The conditional clause (ἐὰν) is a third class condition called a "more probable future condition" (Dana & Mantey, Grammar, p.290). Death is a relatively uncertain future event since Christ could return before we die, but death is certainly more probable than not! Death always involves the loss of our earthly (ἐπίγειος) house (οἰκία). Paul uses the noun οἰκία instead of οἶκος which may imply an intentional distinction. The noun οἶκος was used to refer to the totality of a deceased person's possessions while the noun οἰκία referred to simply the person's residence (TDNT, 5:131). Our physical body is the residence of our soul.

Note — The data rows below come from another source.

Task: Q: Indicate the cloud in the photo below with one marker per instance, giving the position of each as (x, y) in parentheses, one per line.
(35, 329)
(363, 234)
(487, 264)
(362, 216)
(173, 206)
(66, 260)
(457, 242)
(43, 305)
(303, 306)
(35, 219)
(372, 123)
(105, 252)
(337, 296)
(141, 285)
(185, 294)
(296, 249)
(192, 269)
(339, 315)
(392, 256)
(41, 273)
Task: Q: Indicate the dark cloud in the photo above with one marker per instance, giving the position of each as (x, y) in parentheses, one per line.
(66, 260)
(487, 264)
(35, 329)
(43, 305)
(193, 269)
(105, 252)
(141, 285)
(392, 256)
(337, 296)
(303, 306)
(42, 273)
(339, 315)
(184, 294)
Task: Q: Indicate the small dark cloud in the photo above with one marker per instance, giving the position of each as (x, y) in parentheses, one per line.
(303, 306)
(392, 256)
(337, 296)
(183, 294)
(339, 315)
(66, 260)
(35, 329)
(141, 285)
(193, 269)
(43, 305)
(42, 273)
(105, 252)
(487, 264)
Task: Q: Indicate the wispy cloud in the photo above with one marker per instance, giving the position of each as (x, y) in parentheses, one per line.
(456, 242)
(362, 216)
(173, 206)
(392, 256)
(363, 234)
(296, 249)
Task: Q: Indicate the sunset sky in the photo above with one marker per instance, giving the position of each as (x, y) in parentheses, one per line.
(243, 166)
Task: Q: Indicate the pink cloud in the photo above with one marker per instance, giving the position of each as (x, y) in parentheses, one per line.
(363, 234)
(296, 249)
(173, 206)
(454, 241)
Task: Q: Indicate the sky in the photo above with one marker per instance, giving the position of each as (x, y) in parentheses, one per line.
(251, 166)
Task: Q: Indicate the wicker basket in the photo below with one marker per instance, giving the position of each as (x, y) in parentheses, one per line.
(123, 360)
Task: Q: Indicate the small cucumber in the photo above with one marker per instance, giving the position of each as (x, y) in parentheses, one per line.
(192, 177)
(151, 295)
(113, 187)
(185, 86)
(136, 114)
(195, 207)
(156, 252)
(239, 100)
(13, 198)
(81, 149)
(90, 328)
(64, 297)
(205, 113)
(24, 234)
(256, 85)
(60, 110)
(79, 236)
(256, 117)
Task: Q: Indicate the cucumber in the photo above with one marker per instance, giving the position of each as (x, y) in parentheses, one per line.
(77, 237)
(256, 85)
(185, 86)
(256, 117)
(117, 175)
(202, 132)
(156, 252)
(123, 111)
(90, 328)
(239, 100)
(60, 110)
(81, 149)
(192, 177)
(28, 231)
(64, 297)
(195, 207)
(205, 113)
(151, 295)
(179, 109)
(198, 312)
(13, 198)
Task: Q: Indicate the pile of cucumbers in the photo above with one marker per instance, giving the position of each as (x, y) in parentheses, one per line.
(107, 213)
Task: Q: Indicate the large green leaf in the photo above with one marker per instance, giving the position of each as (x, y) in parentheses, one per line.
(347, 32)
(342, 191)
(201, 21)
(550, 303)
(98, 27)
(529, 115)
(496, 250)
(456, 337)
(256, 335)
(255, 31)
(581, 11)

My body is a house which is a tent. The noun for a tent (σκήνους) is a genitive of apposition to the noun for a house (οἰκία). The genitive of apposition is a second noun that describes the material that makes up the first noun, so the tent is the fabric that composes the house (MHT, Grammar, 3:214).

Paul, like a tent maker, knew tents. Tents were used as the cover of a wagon or a shelter on the deck of a ship along with homes used by nomadic people. They were always transitory structures in comparison to houses and even secular writers compared life in this world to a tent "passing by; one comes, sees and departs" as Democritus wrote (NIDNTT, 3:811). A Jewish reader may well have thought about The Feast of Tabernacles or Booths where families constructed tents made of branches to remember life in the wilderness before entering the promised land (R&R, Key, p.466).

Campers "strike" their tents every morning. The verb translated "torn down" (καλυθῇ) is a passive verb referring to the dismantling of a tent by someone other than the tenter so God "strikes" our tents in His time. It is a compound verb made up of κατά, meaning downward, and λύω, meaning to loosen. The sense of the verb is to take down the tent (TDNTT, 4:338). The body where our souls reside is taken down, folded up or dismantled so we can move on to a new life because our physical bodies are temporary and impermanent.

Death means collapsing the tents of our bodies for our upward climb in Christ. Our focus in death is to look forward to life not backward at life. We look ahead not behind like a backpacker eager for his next glorious mountain peak experience.